An example from the analysis of the Wikipedia OPV/AIDS Hypothesis page in my Strange Case of Certainty paper is illustrative.  I criticized Wikipedia for relying on secondary sources making claims about a scientific paper rather than using the paper itself.  The original paper did not support all of the claims being made about it.  Why not use the original source?
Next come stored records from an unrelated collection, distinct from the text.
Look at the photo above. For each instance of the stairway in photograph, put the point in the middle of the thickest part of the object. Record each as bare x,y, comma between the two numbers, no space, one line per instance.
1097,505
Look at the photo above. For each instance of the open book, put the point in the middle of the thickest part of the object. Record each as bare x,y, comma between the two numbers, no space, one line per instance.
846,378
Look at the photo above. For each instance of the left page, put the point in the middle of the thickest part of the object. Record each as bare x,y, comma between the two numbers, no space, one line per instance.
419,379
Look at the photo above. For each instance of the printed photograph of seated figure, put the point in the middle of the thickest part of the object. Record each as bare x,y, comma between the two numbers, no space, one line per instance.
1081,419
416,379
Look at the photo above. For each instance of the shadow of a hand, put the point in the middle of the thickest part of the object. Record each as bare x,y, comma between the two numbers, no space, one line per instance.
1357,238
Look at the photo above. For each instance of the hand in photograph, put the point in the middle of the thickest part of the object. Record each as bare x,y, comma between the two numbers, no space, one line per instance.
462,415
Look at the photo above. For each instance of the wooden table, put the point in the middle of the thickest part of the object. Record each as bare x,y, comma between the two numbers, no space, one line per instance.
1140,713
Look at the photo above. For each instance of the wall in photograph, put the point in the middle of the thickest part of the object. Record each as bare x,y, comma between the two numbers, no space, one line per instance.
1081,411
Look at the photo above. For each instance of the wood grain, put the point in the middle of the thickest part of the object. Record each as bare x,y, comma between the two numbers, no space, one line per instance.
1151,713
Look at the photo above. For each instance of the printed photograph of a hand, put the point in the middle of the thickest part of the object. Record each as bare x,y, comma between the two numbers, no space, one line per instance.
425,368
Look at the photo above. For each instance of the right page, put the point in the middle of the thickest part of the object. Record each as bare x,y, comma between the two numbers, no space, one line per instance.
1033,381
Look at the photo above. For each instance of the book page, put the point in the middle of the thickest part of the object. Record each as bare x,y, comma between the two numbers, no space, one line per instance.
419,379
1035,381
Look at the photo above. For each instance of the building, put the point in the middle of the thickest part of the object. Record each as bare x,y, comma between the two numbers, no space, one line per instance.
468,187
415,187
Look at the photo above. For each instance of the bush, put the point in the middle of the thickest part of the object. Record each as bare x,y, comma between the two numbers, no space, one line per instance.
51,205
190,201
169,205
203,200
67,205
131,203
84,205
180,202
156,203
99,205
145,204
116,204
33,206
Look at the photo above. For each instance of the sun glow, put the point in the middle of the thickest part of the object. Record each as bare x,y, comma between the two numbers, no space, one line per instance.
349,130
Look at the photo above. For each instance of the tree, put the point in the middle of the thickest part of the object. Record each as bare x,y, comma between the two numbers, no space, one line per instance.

I asked.  It appears that the secondary claims were preferred over the more moderate claims in the original because they better supported the point of view of Wikipedia power editors.

The Talk page and archive for the OPV/AIDS Hypothesis page shows that various editors brought up factual deficiencies in the page and argued for changes.  Suggested changes were rejected on the grounds of being original research not backed by secondary sources.

One editor, Harald88, consistently argued for a more balanced presentation of Hooper and the OPV/AIDS Hypothesis, noting the supposed Wikipedia policy of neutral point of view.  He was not successful.

 

Harald88 retired from editing in September 2013, stating, “This user is tired of silly drama on Wikipedia.”

 

My Strange Case of Certainty paper has been discussed in Talk, but will not be cited because it is not peer reviewed (a flexible term easily abused–my paper has been reviewed by experts, but not by outside referees), but a recent textbook, Tools for Critical Thinking in Biology, by Stephen H. Jenkins, Oxford: 2015, is regarded as an ideal source in Wikipedia Talk.  Although it also has not gone through outside referees, it is regarded as a secondary (or tertiary) source and therefore accepted without further analysis as reliable.

 

Jenkins is not only cited for the OPV/AIDS Hypothesis page, the textbook is quoted in a footnote to the Brian Martin (social scientist) Wikipedia page for its erroneous conclusion that Martin has been promoting the OPV/AIDS hypothesis.

 

The OPV/AIDS Hypothesis page and the Brian Martin and Edward Hooper Wikipedia pages have all come under the attention of an overlapping set of editors and administrators.  These editors and administrators evince strong medical industry biases.  They are clearly determined that Wikipedia shall not in any way undermine public confidence in vaccination.

 

B. The Wikipedia Brian Martin (social scientist) page.

 

Brian Martin is a professor of social science at the University of Wollongong in Australia.  He has a distinguished career and an extensive academic publishing history.  He maintains a very useful website on the Suppression of Dissent.  He is not popular with those who wish to suppress dissent.

 

The Brian Martin Wikipedia page was once nominated for deletion, but Talk states that after discussion the decision in 2010 was to keep it.  Martin has his Talk defenders, who point out among other things that Martin has consistently maintained neutrality on vaccination issues and the OPV/AIDS hypothesis.

 

One of Martin’s defenders has been SmithBlue, with support from Seabreezes and sometimes Bibby.  An ardent adversary has been GongWool, supported by Guy, an administrator.  Gong Wool Station is an historic location in Australia, about 400 miles from Wollongong University.  GongWool’s pseudonym  seems an unlikely coincidence.  GongWool has suggested that SmithBlue has a personal interest in his proposed edits, but GongWool may be the one on a personal campaign.

 

Guy, the administrator, has threatened to have SmithBlue barred from editing.

 

The Wikipedia editing of the Martin page has proceeded this way: Newspaper articles (secondary sources) have made allegations about Martin opposing vaccination and supporting the OPV/AIDS hypothesis.  The allegations are made the basis of the Martin page.  SmithBlue submits that nothing in Martin’s writing supports this view, and he cites possible violations of the Wikipedia protocol for biographies of living persons.

 

SmithBlue’s edits are rejected on the grounds that they violate protocols against original research or because they are based on primary rather than secondary sources.